Baiklah, sedikit aku perkenalkan “Empat Sekawan pada kalian.

Rani seorang anak manusia yang paling ketus, teman sebangkuku dan teman curhatku. Dinda manusia paling cerewet yang pernah aku kenal, berbadan kecil tapi suara menggelegar. Putri bermata sipit ala gadis Korea, jalan seperti seorang putri lagi encok. Dan mereka teman-temanku yang paling istimewa, tapi kita bukan cherybelle lo...

Empat sekawan mulai terbentuk sejak kelas delapan, karena saat kelas tujuh hanya ada trio sukro yang beranggotakan aku, Dinda, dan Putri. Kami juga bukan kids jaman now yang kemana-mana selalu bawa camera, karena bagi kami percuma saja kemana-mana bawa camera agar terlihat sebagai “kids jaman now” yang hits, tapi camera ngerental.

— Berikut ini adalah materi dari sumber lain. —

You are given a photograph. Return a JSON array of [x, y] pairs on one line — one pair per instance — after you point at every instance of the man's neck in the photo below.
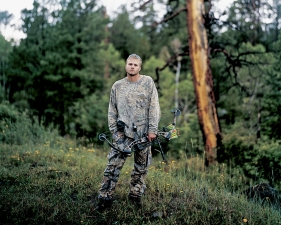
[[134, 78]]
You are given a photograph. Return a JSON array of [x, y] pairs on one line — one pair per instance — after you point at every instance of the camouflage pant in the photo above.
[[116, 161]]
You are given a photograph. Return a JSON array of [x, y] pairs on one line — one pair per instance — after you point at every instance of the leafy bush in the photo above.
[[17, 128], [259, 160]]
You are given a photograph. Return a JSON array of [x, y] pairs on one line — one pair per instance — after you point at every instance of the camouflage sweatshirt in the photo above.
[[134, 103]]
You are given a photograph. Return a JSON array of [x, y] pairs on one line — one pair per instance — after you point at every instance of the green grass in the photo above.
[[55, 183]]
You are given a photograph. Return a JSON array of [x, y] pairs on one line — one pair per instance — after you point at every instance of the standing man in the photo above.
[[133, 113]]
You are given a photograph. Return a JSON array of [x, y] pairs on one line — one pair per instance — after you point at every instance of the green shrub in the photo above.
[[17, 128]]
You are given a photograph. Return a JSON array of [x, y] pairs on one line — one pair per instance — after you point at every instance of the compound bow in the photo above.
[[167, 133]]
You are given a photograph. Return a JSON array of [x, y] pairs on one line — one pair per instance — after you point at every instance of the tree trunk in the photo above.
[[202, 78]]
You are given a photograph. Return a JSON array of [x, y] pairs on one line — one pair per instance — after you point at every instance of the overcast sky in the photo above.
[[15, 7]]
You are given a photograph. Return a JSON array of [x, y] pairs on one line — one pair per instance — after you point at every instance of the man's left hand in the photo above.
[[151, 137]]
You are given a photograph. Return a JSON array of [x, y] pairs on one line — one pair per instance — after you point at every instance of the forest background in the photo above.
[[60, 75]]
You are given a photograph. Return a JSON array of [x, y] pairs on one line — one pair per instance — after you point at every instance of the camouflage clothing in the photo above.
[[134, 103]]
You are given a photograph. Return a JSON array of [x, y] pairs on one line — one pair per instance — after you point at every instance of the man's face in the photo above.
[[133, 67]]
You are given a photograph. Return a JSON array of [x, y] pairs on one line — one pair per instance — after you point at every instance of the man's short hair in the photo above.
[[135, 56]]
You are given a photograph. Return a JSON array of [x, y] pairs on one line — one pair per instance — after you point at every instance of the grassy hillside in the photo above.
[[56, 182]]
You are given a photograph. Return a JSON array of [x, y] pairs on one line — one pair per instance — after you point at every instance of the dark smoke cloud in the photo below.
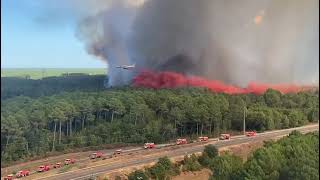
[[268, 41]]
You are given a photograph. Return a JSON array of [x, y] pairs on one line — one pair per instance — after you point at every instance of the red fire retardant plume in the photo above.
[[157, 80]]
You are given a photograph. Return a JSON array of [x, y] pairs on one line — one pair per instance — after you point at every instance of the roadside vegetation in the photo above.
[[295, 157], [56, 121]]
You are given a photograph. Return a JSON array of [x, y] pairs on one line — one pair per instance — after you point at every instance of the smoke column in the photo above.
[[236, 42]]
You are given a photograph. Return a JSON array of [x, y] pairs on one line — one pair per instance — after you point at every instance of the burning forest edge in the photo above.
[[157, 80]]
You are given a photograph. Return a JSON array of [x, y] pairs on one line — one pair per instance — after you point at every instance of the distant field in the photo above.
[[38, 73]]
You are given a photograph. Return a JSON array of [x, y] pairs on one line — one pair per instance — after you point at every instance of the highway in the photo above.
[[85, 173]]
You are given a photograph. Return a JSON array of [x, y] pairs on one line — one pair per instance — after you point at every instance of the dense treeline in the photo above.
[[15, 86], [291, 158], [32, 127]]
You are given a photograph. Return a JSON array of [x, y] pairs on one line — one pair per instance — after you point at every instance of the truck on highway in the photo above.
[[22, 173], [9, 177], [96, 155], [251, 133], [149, 145], [43, 168], [204, 138], [57, 165], [181, 141], [69, 161], [225, 137]]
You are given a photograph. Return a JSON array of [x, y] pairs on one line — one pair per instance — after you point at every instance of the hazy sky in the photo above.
[[33, 35]]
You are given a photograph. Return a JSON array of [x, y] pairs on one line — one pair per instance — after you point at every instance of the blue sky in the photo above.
[[36, 36]]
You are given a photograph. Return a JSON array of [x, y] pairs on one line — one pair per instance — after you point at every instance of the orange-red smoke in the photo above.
[[156, 80]]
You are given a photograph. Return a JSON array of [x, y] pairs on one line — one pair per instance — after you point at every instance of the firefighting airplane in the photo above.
[[127, 67]]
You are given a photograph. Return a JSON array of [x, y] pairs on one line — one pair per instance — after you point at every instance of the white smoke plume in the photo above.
[[235, 41]]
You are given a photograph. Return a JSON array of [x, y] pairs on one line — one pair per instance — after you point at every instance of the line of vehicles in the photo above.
[[96, 155]]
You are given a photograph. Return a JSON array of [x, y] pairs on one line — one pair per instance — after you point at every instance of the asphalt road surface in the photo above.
[[86, 173]]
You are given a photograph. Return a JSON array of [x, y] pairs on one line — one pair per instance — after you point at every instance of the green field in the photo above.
[[38, 73]]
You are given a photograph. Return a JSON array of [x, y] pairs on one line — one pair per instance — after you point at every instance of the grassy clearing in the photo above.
[[38, 73]]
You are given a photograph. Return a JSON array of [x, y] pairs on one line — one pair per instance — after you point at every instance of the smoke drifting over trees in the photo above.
[[267, 41]]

Bel berbunyi, pertanda kelas IX selesai bimbingan. Rani belum juga datang. Aku menaiki tangga dengan gontai.

Faah…” aku menoleh saat mendengar namaku  dipanggil.

Ada apa?” tanyaku sewot.

“PMS Neng?”

“Apaan sich colak-colek, geli tahu!” seruku. “Lagian aku bukan sabun yang bisa dicolak-colek” lanjutku lalu berjalan mendahului Rani.

Baru saja aku mau duduk Rani sudah menarik tanganku.

“Ih, ini anak demen banget main tarik tangan orang”.

Rani  hanya cekikikan, “Fah… piket!”

Aku mendengus lalu berjalan ke belakang kelas mengambil sapu lalu mulai menyapu deretan bangku perempuan.

“Yang lain mana?” tanyaku pada Dinda.

“Firman, Yusuf sama Zidan di depan” jawab Dinda tanpa melihatku. “Samperin gih!” lanjut Dinda.

Aku mengangguk lalu berjalan dengan semangat 45 “Piket woy...!” teriakku.

Mereka berhenti mengobrol, lalu cuek dan melanjutkan aktifitas sebelumnya.

Lah, ini anak kuping eror kali yak!!” ucap Shinta sambil megang kemoceng di tangannya.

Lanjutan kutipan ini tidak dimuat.